Treating agentic checkout as primarily a matter of wiring up the right protocol misallocates attention to the part of the problem that platforms are rapidly commoditising. Integration matters and must be done competently, but it is increasingly a configuration step, and it is downstream of the decision that actually determines revenue: whether the agent chose your product. A flawless checkout integration on a brand no agent recommends transacts nothing.

Misframing three: ‘we can win it back later with retargeting’

The hope that the lost relationship can simply be reconstructed through conventional remarketing underestimates the data wall. If the journey was invisible and the contact details did not reach you, the inputs that retargeting depends upon may never have arrived. The realistic path to a direct relationship runs through being memorable enough to be sought out by name and through deliberate post-purchase re-engagement, not through pixels that were never set. This is why recall is a strategic objective rather than a nicety.

The common error beneath all three:  Each misframing assumes the controllable, mechanical parts of commerce are where the game is won, and treats brand authority as soft or secondary. Agentic commerce inverts that: the mechanical parts are being automated and commoditised, while the earned, human-judgment-resistant signals — reputation, recognition, trust — become the scarce and decisive resource.

Conclusion: the brand is what survives

Agentic checkout is a genuine structural change, not a passing novelty. It relocates the defining moment of commerce off the merchant’s property, takes much of the funnel into a surface the merchant cannot observe, and threatens to interpose a platform between brand and customer. These are serious consequences, and it would be a disservice to minimise them. Retailers are right to treat the transition with care, and to take qualified advice on the contractual, data and regulatory questions it raises.

But the conclusion that follows is not retreat; it is clarity about where value now sits. When the click disappears and the funnel goes dark, the merchant’s influence concentrates at the edges of the transaction — in being the brand the agent selects and the brand the customer remembers. Both are functions of earned authority, and earned authority is the link builder’s stock-in-trade. The discipline is not diminished by agentic commerce. Its rationale is sharpened by it: in a world that is disintermediating almost everything, a reputation the whole web has conferred is among the few assets a brand can build that cannot easily be taken away.
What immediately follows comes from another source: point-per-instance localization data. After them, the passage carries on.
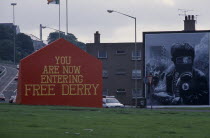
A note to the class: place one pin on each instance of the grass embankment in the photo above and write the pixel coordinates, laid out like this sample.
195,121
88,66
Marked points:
21,121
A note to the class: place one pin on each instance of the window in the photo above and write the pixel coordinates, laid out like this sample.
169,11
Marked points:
105,74
119,52
136,74
102,54
136,55
105,92
120,90
136,93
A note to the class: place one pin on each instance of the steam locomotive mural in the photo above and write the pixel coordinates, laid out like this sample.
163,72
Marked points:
179,64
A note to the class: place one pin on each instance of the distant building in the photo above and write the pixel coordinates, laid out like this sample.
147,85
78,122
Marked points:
10,25
119,72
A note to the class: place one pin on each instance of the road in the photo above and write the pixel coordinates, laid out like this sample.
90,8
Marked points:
8,85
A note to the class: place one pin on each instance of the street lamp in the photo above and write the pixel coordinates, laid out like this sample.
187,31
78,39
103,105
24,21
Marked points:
135,64
13,4
43,27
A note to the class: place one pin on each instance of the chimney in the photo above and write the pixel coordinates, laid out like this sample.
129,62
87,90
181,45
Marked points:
189,23
97,38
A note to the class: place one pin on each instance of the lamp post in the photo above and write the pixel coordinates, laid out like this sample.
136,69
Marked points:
13,4
135,49
67,17
43,27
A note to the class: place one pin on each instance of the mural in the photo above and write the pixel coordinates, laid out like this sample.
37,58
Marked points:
60,74
179,64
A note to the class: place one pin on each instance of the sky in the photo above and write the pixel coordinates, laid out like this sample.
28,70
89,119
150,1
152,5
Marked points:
88,16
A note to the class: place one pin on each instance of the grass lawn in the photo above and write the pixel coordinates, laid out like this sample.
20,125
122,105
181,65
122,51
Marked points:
21,121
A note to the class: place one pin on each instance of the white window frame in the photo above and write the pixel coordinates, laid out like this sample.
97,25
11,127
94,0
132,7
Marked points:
137,56
136,74
105,74
120,53
120,90
99,56
138,94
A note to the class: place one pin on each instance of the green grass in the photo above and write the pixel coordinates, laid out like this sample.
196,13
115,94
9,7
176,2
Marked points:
22,121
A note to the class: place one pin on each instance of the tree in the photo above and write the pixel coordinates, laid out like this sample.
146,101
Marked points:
69,37
24,46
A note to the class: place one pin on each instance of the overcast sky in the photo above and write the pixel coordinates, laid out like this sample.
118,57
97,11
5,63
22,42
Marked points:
88,16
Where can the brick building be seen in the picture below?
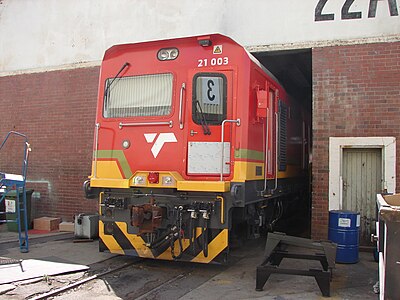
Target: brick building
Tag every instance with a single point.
(344, 61)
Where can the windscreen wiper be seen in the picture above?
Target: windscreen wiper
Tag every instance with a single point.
(107, 91)
(202, 119)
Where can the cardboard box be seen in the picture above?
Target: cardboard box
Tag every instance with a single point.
(67, 226)
(46, 223)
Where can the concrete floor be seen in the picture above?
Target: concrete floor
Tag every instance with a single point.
(351, 281)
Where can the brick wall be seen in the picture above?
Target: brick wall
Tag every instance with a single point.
(56, 110)
(356, 92)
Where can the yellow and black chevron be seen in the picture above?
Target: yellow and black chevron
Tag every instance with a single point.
(122, 242)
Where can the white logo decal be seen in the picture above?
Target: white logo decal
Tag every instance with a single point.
(160, 141)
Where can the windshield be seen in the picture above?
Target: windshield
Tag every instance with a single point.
(138, 96)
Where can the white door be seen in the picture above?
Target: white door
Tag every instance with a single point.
(362, 180)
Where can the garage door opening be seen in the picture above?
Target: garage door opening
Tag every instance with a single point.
(293, 69)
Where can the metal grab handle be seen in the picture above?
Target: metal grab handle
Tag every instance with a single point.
(169, 123)
(181, 106)
(222, 144)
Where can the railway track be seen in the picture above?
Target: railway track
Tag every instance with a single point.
(125, 277)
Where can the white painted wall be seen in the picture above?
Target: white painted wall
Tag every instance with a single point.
(50, 33)
(336, 146)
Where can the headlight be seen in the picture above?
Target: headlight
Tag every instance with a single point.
(168, 54)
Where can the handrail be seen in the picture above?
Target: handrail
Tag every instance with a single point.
(181, 106)
(276, 150)
(169, 123)
(266, 152)
(222, 144)
(96, 148)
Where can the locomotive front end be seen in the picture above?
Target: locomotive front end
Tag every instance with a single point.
(163, 149)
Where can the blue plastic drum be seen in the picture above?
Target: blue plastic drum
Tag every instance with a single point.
(344, 227)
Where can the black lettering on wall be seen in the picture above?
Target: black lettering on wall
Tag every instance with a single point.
(392, 8)
(346, 15)
(318, 12)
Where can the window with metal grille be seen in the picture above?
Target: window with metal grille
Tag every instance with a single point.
(282, 146)
(138, 96)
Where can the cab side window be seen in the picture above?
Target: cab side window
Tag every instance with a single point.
(209, 98)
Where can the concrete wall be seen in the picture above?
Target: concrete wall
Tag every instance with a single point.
(56, 110)
(356, 93)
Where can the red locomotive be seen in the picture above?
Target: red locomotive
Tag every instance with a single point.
(195, 143)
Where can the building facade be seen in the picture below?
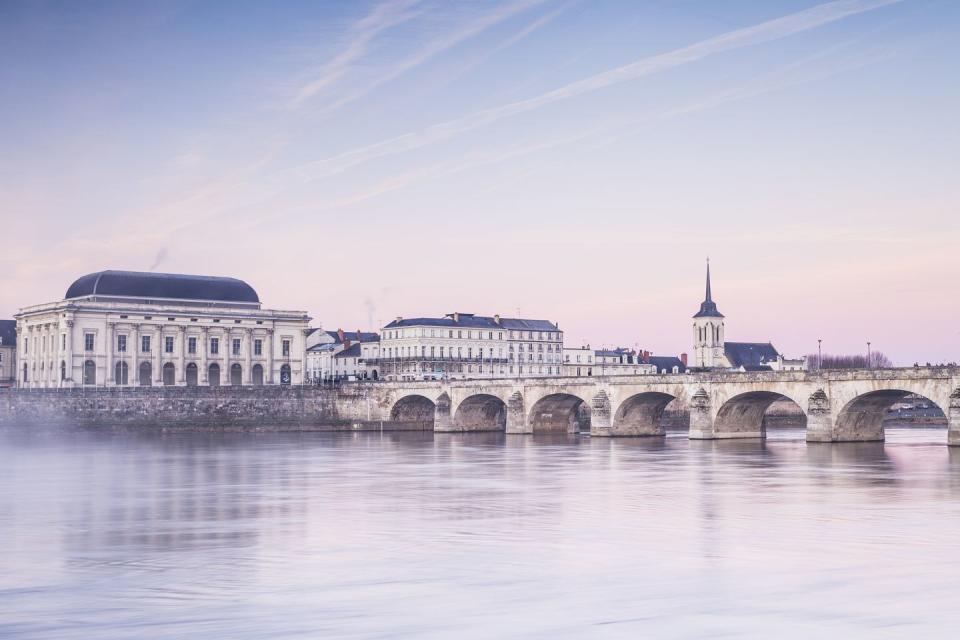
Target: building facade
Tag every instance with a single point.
(464, 345)
(325, 347)
(122, 328)
(711, 350)
(8, 353)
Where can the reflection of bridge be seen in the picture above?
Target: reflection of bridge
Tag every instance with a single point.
(838, 405)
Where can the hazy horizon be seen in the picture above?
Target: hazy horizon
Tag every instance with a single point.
(576, 161)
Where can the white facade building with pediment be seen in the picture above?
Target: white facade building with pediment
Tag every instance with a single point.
(122, 328)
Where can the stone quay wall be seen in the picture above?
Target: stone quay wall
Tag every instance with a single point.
(267, 408)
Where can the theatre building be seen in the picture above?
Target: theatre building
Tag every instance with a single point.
(124, 328)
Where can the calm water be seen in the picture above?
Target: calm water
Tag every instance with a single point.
(477, 536)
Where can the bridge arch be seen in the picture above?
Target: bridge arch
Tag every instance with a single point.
(742, 416)
(559, 413)
(639, 414)
(481, 412)
(862, 417)
(414, 410)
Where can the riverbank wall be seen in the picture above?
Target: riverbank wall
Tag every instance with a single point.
(267, 408)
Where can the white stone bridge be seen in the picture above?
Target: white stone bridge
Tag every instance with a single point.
(839, 405)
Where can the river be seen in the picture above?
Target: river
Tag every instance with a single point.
(406, 535)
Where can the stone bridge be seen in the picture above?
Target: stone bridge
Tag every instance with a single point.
(839, 405)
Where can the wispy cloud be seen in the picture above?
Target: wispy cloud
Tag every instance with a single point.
(383, 17)
(436, 47)
(770, 30)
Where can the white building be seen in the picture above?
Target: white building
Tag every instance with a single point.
(711, 350)
(464, 345)
(8, 353)
(118, 328)
(324, 347)
(584, 361)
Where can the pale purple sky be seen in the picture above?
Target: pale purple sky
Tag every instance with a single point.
(574, 160)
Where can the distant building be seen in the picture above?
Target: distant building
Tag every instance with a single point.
(325, 347)
(120, 328)
(8, 353)
(464, 345)
(585, 361)
(711, 350)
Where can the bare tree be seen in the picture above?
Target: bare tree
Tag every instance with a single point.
(878, 360)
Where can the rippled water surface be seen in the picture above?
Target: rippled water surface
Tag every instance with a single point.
(476, 536)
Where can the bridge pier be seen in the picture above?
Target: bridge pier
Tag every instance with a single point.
(953, 419)
(516, 415)
(442, 420)
(819, 418)
(701, 416)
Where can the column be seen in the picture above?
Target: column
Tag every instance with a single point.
(225, 350)
(133, 348)
(108, 350)
(203, 377)
(157, 355)
(182, 356)
(248, 356)
(268, 374)
(68, 356)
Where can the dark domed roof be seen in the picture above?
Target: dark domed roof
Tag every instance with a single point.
(136, 284)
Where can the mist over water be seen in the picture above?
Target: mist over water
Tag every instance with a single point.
(476, 536)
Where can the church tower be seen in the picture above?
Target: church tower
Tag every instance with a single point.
(708, 351)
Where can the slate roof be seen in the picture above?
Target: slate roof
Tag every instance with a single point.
(471, 321)
(353, 351)
(667, 362)
(750, 354)
(355, 336)
(8, 333)
(138, 284)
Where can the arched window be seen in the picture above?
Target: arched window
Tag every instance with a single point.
(192, 374)
(89, 373)
(146, 374)
(214, 375)
(169, 374)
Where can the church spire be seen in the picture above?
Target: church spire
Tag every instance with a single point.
(708, 308)
(709, 298)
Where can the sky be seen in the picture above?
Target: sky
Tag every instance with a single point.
(570, 160)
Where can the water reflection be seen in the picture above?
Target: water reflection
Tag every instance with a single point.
(474, 535)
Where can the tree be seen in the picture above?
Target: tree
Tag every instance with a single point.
(878, 360)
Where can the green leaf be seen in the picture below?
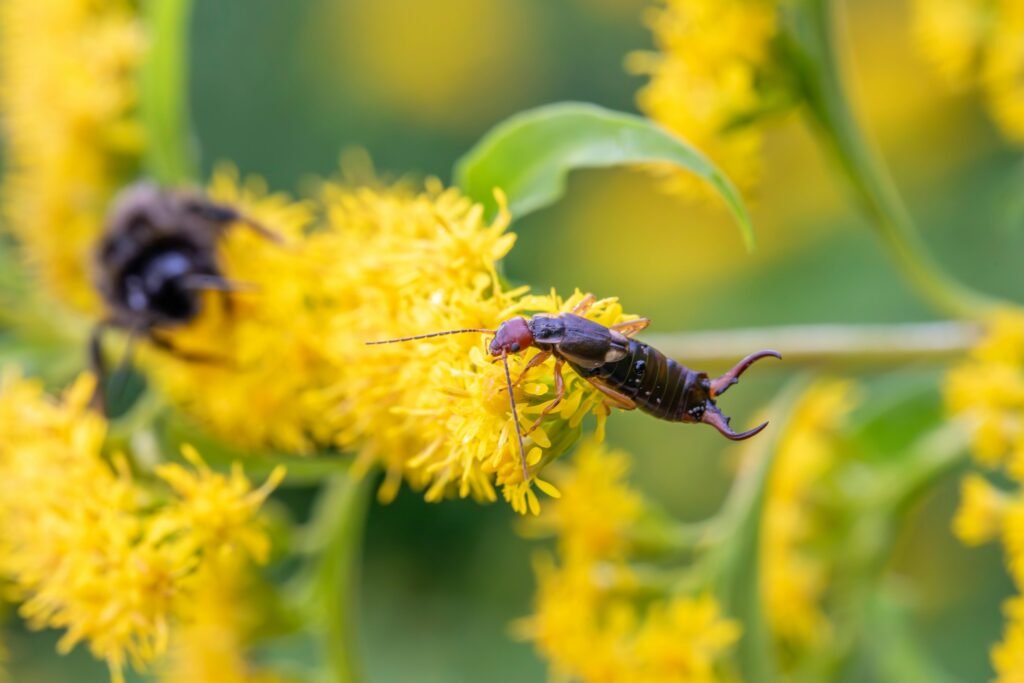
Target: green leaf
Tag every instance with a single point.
(738, 575)
(169, 148)
(530, 155)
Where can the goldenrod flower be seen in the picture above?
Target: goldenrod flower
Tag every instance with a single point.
(380, 263)
(596, 510)
(90, 550)
(1008, 656)
(714, 80)
(987, 391)
(982, 511)
(794, 579)
(69, 105)
(978, 43)
(211, 644)
(591, 627)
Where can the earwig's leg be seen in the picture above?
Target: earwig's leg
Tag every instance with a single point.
(534, 363)
(714, 417)
(515, 418)
(585, 304)
(188, 356)
(616, 399)
(630, 328)
(718, 386)
(559, 394)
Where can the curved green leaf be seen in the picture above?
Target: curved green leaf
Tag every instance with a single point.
(530, 155)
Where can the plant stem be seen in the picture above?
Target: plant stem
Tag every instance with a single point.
(814, 49)
(337, 534)
(824, 344)
(169, 148)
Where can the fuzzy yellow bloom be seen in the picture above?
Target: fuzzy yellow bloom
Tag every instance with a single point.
(587, 624)
(978, 42)
(1008, 656)
(712, 81)
(91, 550)
(211, 644)
(377, 263)
(794, 579)
(987, 390)
(68, 100)
(982, 511)
(596, 510)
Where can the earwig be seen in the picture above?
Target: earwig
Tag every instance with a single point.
(631, 374)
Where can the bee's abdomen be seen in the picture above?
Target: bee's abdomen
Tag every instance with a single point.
(659, 386)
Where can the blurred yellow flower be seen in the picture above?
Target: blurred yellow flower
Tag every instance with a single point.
(986, 390)
(794, 579)
(596, 510)
(211, 644)
(90, 550)
(587, 622)
(714, 81)
(69, 95)
(978, 42)
(982, 511)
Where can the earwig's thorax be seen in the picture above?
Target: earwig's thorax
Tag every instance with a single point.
(512, 336)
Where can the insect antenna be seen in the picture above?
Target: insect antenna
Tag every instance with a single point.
(515, 418)
(432, 334)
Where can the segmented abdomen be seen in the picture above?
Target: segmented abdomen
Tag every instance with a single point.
(659, 386)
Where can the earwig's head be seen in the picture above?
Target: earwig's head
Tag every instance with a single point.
(512, 336)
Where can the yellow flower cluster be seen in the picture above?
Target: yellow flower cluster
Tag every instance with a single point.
(987, 391)
(90, 550)
(978, 42)
(712, 81)
(377, 263)
(794, 579)
(587, 623)
(211, 644)
(69, 70)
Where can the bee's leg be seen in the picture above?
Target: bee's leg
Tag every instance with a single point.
(559, 394)
(630, 328)
(615, 399)
(202, 357)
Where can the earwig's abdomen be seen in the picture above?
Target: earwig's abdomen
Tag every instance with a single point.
(658, 385)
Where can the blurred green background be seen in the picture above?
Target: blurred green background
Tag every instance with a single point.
(281, 88)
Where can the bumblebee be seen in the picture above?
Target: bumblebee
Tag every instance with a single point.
(157, 257)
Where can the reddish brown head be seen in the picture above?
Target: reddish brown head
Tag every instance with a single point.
(512, 336)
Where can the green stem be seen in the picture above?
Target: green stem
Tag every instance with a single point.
(824, 344)
(169, 148)
(812, 34)
(337, 535)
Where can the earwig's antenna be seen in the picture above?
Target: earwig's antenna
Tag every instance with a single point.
(515, 417)
(432, 334)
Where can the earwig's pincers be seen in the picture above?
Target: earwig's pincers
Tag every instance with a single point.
(713, 416)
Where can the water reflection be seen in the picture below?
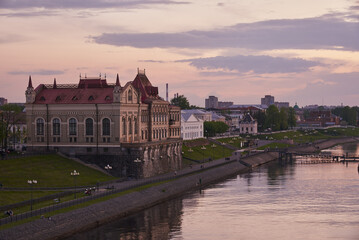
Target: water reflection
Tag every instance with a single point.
(154, 223)
(298, 201)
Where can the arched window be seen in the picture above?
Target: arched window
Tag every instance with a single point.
(129, 125)
(106, 127)
(89, 127)
(136, 125)
(72, 126)
(56, 126)
(124, 126)
(40, 126)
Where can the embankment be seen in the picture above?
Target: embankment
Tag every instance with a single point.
(66, 224)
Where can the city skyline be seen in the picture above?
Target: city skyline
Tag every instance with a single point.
(305, 52)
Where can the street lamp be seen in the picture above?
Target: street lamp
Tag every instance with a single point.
(203, 148)
(223, 144)
(108, 168)
(75, 174)
(137, 160)
(31, 183)
(213, 146)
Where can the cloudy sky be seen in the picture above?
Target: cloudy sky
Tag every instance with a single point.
(298, 51)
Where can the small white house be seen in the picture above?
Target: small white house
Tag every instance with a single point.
(248, 125)
(191, 126)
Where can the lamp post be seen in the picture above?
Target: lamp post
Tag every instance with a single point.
(223, 148)
(75, 174)
(108, 167)
(213, 146)
(137, 160)
(203, 148)
(31, 183)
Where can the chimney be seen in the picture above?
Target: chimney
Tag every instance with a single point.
(30, 82)
(167, 92)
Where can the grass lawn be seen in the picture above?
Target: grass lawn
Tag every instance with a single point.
(233, 141)
(275, 145)
(49, 171)
(213, 151)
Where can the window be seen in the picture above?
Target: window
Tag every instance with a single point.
(129, 125)
(56, 126)
(106, 127)
(135, 122)
(72, 126)
(89, 126)
(40, 126)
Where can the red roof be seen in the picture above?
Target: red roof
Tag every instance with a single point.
(90, 91)
(142, 83)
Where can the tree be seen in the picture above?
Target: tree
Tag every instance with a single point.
(272, 118)
(261, 119)
(283, 114)
(292, 120)
(348, 114)
(211, 129)
(181, 101)
(10, 115)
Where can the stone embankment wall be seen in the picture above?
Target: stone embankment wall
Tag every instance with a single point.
(66, 224)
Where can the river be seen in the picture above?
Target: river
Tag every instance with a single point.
(298, 201)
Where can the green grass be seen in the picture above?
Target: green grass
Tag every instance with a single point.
(10, 197)
(82, 205)
(233, 141)
(49, 171)
(42, 204)
(275, 145)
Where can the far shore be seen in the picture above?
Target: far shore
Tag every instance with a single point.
(66, 224)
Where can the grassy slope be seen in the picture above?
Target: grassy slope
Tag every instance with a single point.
(48, 170)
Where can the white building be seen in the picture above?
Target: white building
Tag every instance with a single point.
(248, 125)
(191, 126)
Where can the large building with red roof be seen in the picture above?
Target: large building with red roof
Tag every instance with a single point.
(106, 123)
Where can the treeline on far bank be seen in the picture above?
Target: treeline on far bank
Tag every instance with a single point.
(285, 118)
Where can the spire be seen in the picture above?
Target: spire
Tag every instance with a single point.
(117, 80)
(30, 82)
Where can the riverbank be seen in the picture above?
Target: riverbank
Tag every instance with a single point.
(66, 224)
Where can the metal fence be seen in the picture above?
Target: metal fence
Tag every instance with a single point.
(126, 186)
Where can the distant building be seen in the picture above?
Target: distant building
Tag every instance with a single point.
(248, 125)
(280, 105)
(224, 104)
(191, 126)
(106, 123)
(319, 118)
(3, 101)
(211, 102)
(267, 100)
(200, 114)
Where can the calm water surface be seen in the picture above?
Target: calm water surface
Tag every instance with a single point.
(311, 201)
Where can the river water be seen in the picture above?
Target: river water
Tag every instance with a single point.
(298, 201)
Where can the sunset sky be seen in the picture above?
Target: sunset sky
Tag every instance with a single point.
(298, 51)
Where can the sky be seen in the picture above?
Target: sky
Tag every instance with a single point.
(304, 52)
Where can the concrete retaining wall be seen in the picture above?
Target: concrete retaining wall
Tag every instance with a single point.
(63, 225)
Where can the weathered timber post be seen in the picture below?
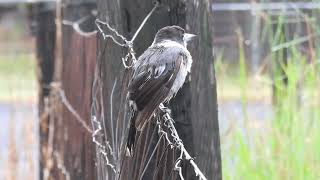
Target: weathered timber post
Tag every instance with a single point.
(66, 149)
(194, 108)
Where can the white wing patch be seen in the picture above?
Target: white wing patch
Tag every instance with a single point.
(159, 70)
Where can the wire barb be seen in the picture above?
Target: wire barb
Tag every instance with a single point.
(125, 43)
(168, 121)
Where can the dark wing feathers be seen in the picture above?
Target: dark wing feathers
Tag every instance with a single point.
(150, 85)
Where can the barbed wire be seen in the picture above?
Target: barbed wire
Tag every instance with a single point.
(76, 24)
(176, 142)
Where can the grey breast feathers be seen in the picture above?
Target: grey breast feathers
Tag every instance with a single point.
(154, 76)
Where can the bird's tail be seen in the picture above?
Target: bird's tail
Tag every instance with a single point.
(131, 134)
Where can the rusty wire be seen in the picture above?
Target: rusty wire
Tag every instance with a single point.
(176, 142)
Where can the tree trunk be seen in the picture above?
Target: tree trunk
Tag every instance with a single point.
(66, 149)
(194, 108)
(96, 90)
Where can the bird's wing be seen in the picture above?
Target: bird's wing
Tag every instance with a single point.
(152, 81)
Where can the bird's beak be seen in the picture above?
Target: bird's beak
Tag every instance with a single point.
(188, 37)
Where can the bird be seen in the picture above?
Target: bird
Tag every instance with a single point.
(157, 76)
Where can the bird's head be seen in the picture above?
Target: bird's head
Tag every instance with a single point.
(173, 33)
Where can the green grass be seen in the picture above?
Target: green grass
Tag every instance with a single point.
(288, 144)
(17, 77)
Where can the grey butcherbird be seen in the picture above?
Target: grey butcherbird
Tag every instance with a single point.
(157, 76)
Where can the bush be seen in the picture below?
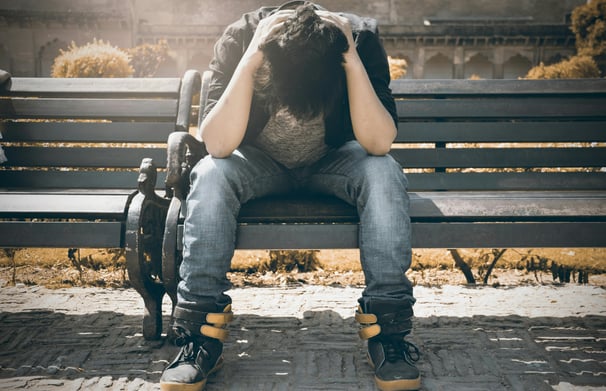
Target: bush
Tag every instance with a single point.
(588, 23)
(577, 67)
(147, 58)
(94, 59)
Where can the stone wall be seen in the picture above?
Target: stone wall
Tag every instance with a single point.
(445, 39)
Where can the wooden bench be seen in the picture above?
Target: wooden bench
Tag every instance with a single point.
(491, 164)
(74, 147)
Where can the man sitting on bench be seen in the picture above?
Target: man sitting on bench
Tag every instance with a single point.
(299, 101)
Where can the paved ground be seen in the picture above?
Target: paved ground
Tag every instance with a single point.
(305, 338)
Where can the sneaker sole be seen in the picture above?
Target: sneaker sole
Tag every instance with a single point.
(395, 385)
(398, 385)
(166, 386)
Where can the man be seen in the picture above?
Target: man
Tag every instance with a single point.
(299, 101)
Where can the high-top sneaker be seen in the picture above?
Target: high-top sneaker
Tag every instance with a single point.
(200, 335)
(384, 326)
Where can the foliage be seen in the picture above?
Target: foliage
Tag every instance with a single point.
(589, 27)
(94, 59)
(147, 58)
(289, 260)
(576, 67)
(397, 67)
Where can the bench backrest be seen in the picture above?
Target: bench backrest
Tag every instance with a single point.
(88, 133)
(482, 134)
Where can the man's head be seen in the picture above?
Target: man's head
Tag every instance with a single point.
(303, 70)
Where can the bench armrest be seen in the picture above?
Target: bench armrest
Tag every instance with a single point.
(190, 87)
(183, 151)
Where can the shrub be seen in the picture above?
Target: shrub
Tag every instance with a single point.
(576, 67)
(147, 58)
(94, 59)
(588, 23)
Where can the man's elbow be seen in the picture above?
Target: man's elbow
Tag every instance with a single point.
(218, 151)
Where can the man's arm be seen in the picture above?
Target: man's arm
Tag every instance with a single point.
(224, 127)
(373, 126)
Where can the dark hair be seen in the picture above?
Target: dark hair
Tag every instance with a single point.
(303, 71)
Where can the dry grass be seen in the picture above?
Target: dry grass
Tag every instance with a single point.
(106, 268)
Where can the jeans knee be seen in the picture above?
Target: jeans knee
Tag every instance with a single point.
(383, 172)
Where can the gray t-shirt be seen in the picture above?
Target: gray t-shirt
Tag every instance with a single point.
(291, 142)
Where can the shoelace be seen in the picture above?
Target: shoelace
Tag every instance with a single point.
(188, 346)
(400, 349)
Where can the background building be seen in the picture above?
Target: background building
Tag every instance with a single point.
(438, 39)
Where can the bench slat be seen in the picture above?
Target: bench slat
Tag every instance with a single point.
(494, 132)
(500, 158)
(96, 234)
(539, 107)
(83, 157)
(64, 205)
(428, 235)
(129, 87)
(113, 132)
(73, 179)
(495, 88)
(435, 206)
(21, 108)
(508, 181)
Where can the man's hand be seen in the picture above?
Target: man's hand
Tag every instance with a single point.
(343, 24)
(372, 125)
(266, 28)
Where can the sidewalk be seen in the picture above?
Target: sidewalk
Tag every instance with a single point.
(305, 338)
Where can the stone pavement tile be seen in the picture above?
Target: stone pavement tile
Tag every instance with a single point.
(305, 338)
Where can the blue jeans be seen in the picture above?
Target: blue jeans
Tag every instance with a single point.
(376, 185)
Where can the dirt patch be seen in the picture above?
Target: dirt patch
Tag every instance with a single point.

The practical instruction, then, is steady rather than dramatic. Keep the brand technically able to transact wherever buyers are, without over-investing in any single mechanism that may change. Pour the substantive effort into the authority and recall that decide whether the brand is chosen and remembered at all. And measure the work by what it actually produces in a zero-click world — visibility, share of voice, branded demand — rather than by a click that, increasingly, never comes. The brands that internalise this will find that agentic commerce, for all its disruption, rewards exactly the patient authority-building that good link building has always been.